Imagine a world where human and artificial intelligence interconnect to create systems and experiences that are smarter than either alone. A robot in a hospital might save precious time assessing a patient by comparing test results to health data collected from all over the world. A device placed at the front door might identify a visitor as a friend, and let them into the house if the homeowner is expecting them.
From solving medical mysteries to making everyday life easier, artificial intelligence is the answer to the question, “What’s next?”
AI has several definitions but in simple terms, it is the ability for a machine to autonomously analyze data, take action, and then learn from the outcomes. Human oversight compounds these insights and learnings.
AI is the next generation of analytics capability. Although work in the field has been going on for decades, recent attention has been brought to the subject again due to the culmination of three key aspects: substantial improvements in computational power, the proliferation of big data, and advancements in deep learning algorithms.
At Fidelity Labs, we’re exploring what the future with AI and machine learning might look like, whether it’s one year, five years or even 20 years from now. AI could create tremendous opportunity in the financial services industry. We want to be on the forefront of this evolution to support the financial lives of our customers.
Throughout our research, looking both internally and externally, we have identified four essential elements that are necessary to the success of an AI initiative.
- NEED | Relevant and Defined
The need must be aligned with the promise of the technology. Even for a technology-driven initiative like AI, we approach the space with a Design Thinking methodology. We understand the problem from different perspectives and build empathy for all stakeholders.

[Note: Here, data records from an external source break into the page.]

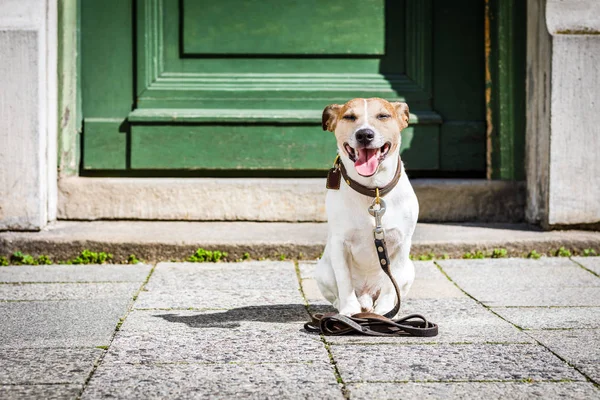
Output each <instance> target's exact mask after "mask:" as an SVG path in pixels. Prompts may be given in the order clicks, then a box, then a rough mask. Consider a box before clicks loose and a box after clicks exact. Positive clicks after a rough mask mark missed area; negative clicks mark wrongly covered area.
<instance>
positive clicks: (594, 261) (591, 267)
mask: <svg viewBox="0 0 600 400" xmlns="http://www.w3.org/2000/svg"><path fill="white" fill-rule="evenodd" d="M598 251H600V249H598ZM571 259H572V260H573V261H575V262H576V263H578V264H581V265H583V266H584V267H585V268H587V269H589V270H590V271H594V272H595V273H596V275H599V276H600V257H571Z"/></svg>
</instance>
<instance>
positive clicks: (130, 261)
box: [126, 254, 141, 264]
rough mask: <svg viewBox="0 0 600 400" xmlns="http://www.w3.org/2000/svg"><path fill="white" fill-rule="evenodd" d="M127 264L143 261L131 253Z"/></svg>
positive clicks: (129, 256) (137, 262)
mask: <svg viewBox="0 0 600 400" xmlns="http://www.w3.org/2000/svg"><path fill="white" fill-rule="evenodd" d="M126 262H127V264H139V263H141V261H140V260H139V259H138V258H137V257H136V256H135V254H130V255H129V257H127V261H126Z"/></svg>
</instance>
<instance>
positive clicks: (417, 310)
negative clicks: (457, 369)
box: [325, 298, 535, 344]
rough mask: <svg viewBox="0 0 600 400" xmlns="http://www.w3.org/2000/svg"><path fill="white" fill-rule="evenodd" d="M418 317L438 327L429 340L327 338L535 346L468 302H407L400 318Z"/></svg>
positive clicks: (345, 341)
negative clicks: (520, 344)
mask: <svg viewBox="0 0 600 400" xmlns="http://www.w3.org/2000/svg"><path fill="white" fill-rule="evenodd" d="M409 314H421V315H423V316H425V318H427V319H428V320H430V321H433V322H435V323H437V324H438V325H439V334H438V335H437V336H434V337H430V338H423V337H411V336H405V337H397V338H385V337H376V336H356V335H353V336H327V337H326V338H325V339H326V340H327V342H329V343H332V344H340V343H392V344H406V343H417V344H418V343H535V342H534V341H533V340H531V338H530V337H529V336H527V335H526V334H524V333H523V332H521V331H519V330H518V329H517V328H515V327H514V326H513V325H511V324H510V323H508V322H506V321H504V320H503V319H502V318H499V317H497V316H496V315H494V314H493V313H492V312H490V311H489V310H487V309H486V308H484V307H483V306H481V305H479V304H478V303H477V302H475V301H474V300H472V299H469V298H465V299H444V298H442V299H408V300H407V301H406V302H404V305H403V307H402V315H409Z"/></svg>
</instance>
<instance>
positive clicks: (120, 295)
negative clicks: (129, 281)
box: [0, 282, 141, 302]
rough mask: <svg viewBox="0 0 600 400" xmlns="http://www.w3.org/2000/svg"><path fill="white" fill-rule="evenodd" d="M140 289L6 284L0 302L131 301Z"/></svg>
mask: <svg viewBox="0 0 600 400" xmlns="http://www.w3.org/2000/svg"><path fill="white" fill-rule="evenodd" d="M140 287H141V283H140V282H110V283H104V282H102V283H37V284H33V285H32V284H28V283H25V284H4V285H0V302H2V301H42V300H88V299H115V298H128V299H131V298H132V297H133V295H134V294H135V293H136V292H137V291H138V290H139V289H140Z"/></svg>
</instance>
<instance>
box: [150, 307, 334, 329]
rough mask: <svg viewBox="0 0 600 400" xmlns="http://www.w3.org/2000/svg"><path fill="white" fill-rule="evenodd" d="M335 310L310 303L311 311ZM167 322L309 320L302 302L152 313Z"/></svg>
mask: <svg viewBox="0 0 600 400" xmlns="http://www.w3.org/2000/svg"><path fill="white" fill-rule="evenodd" d="M331 311H335V310H334V309H333V308H332V307H331V306H327V305H311V306H310V312H311V313H324V312H331ZM154 316H155V317H159V318H162V319H164V320H165V321H168V322H175V323H183V324H186V325H187V326H189V327H190V328H224V329H231V328H238V327H240V326H241V323H240V322H241V321H255V322H270V323H298V322H306V321H308V320H309V313H308V310H307V309H306V306H305V305H304V304H280V305H261V306H249V307H239V308H233V309H231V310H227V311H223V312H214V311H203V312H198V313H197V314H194V315H189V314H188V315H178V314H160V315H154Z"/></svg>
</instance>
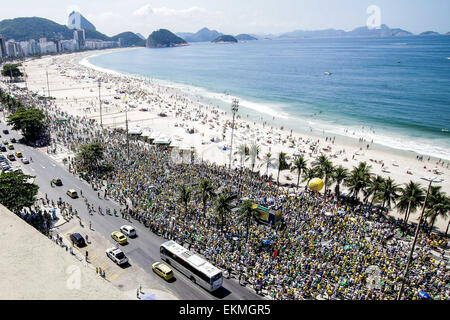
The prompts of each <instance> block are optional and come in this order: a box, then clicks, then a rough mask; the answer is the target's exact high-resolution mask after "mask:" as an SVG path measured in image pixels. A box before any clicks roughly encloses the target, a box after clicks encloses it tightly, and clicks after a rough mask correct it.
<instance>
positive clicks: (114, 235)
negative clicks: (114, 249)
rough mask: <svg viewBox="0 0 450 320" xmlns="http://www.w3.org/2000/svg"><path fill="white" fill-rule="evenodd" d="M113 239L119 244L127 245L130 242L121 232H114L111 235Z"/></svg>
mask: <svg viewBox="0 0 450 320" xmlns="http://www.w3.org/2000/svg"><path fill="white" fill-rule="evenodd" d="M111 237H112V238H113V239H114V240H115V241H117V242H118V243H119V244H125V243H127V242H128V240H127V237H125V235H124V234H123V233H122V232H120V231H114V232H113V233H111Z"/></svg>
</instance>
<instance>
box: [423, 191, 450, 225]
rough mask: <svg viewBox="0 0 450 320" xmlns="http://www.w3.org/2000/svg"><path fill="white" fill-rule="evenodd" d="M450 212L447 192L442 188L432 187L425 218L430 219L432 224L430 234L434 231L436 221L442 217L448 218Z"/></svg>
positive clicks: (430, 192)
mask: <svg viewBox="0 0 450 320" xmlns="http://www.w3.org/2000/svg"><path fill="white" fill-rule="evenodd" d="M449 211H450V198H449V197H447V195H446V194H445V192H442V191H441V187H436V186H435V187H431V190H430V195H429V196H428V201H427V207H426V209H425V217H427V218H429V219H430V222H431V228H430V233H431V230H433V227H434V223H435V222H436V219H437V218H438V217H440V216H442V217H443V218H446V217H447V215H448V212H449Z"/></svg>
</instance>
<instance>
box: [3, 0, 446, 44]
mask: <svg viewBox="0 0 450 320" xmlns="http://www.w3.org/2000/svg"><path fill="white" fill-rule="evenodd" d="M371 5H376V6H378V7H379V8H380V14H381V15H380V17H381V23H383V24H387V25H388V26H389V27H391V28H394V27H398V28H402V29H406V30H408V31H411V32H413V33H420V32H423V31H428V30H433V31H438V32H441V33H446V32H449V31H450V18H449V13H450V0H378V1H375V0H369V1H367V0H223V1H217V0H38V1H37V0H19V1H7V0H0V20H3V19H10V18H16V17H31V16H37V17H43V18H47V19H50V20H53V21H55V22H57V23H60V24H66V23H67V16H68V13H70V12H71V11H72V10H77V11H80V12H81V13H82V14H83V15H84V16H85V17H86V18H87V19H88V20H89V21H90V22H92V23H93V24H94V25H95V26H96V28H97V30H99V31H100V32H102V33H105V34H107V35H109V36H111V35H114V34H117V33H120V32H123V31H133V32H140V33H142V34H143V35H144V36H145V37H147V36H148V35H149V34H150V33H151V32H152V31H154V30H156V29H159V28H167V29H170V30H171V31H173V32H183V31H184V32H195V31H197V30H199V29H200V28H202V27H208V28H210V29H216V30H218V31H220V32H223V33H229V34H237V33H261V34H262V33H275V34H276V33H282V32H288V31H293V30H296V29H301V30H319V29H327V28H335V29H343V30H347V31H348V30H351V29H354V28H356V27H360V26H365V25H366V21H367V19H368V18H369V16H370V15H369V14H368V13H367V8H368V7H369V6H371Z"/></svg>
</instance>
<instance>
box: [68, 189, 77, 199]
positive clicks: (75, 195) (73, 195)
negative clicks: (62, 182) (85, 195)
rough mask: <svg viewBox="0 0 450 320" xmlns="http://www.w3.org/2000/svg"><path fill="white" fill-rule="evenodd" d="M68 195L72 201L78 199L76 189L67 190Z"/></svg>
mask: <svg viewBox="0 0 450 320" xmlns="http://www.w3.org/2000/svg"><path fill="white" fill-rule="evenodd" d="M66 193H67V195H68V196H69V197H71V198H72V199H76V198H78V193H77V192H76V190H75V189H69V190H67V192H66Z"/></svg>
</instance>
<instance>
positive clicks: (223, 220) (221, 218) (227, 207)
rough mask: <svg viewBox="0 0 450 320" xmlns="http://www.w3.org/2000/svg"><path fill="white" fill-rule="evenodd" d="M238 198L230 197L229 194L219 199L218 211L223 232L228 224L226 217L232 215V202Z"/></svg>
mask: <svg viewBox="0 0 450 320" xmlns="http://www.w3.org/2000/svg"><path fill="white" fill-rule="evenodd" d="M236 198H237V196H236V195H230V194H228V193H223V194H221V195H220V196H219V197H218V198H217V202H216V210H217V215H218V217H219V220H220V222H221V228H222V231H223V229H224V227H225V224H226V216H227V214H229V213H231V202H232V201H233V200H234V199H236Z"/></svg>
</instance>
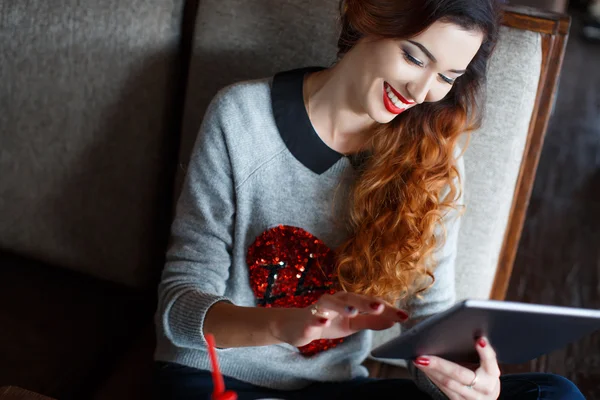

- DATA | Accessible and Consumable
Data is the fuel that drives AI. Actively finding and securely working with consumable data are essential to the success of AI. Through fluid partitioning and governance practices, we are able to leverage data from across the organization.
- INFRASTRUCTURE | Fast and Secure
Access to advanced computational power supports data processing by reducing ‘friction to start’ and ‘speed to market’. With projects in development and more needing exploration, Fidelity Labs recently acquired two Nvidia DGX-1 supercomputers designed for deep learning and accelerated AI analytics.
- SKILL | Trained and Available
Of course, success is only possible with the skill of a diverse team, including: Data Scientists, Engineers, Product, and Design. All work with a deep understanding and appreciation for the needs of our business and our customers.
In 2013, we used machine learning and AI to develop a system that improves the way customer calls are routed to Fidelity call center associates. Many similarly compelling use cases are in development today.
There is great opportunity for us to continue these experiments, to learn from them, and to build AI capabilities. Our aim is to exceed customer expectations as we evolve existing business and technology models.
Could this change the way we do business? Might it uncover new opportunities to enhance our systems and services? We look to the future of AI with excitement and optimism.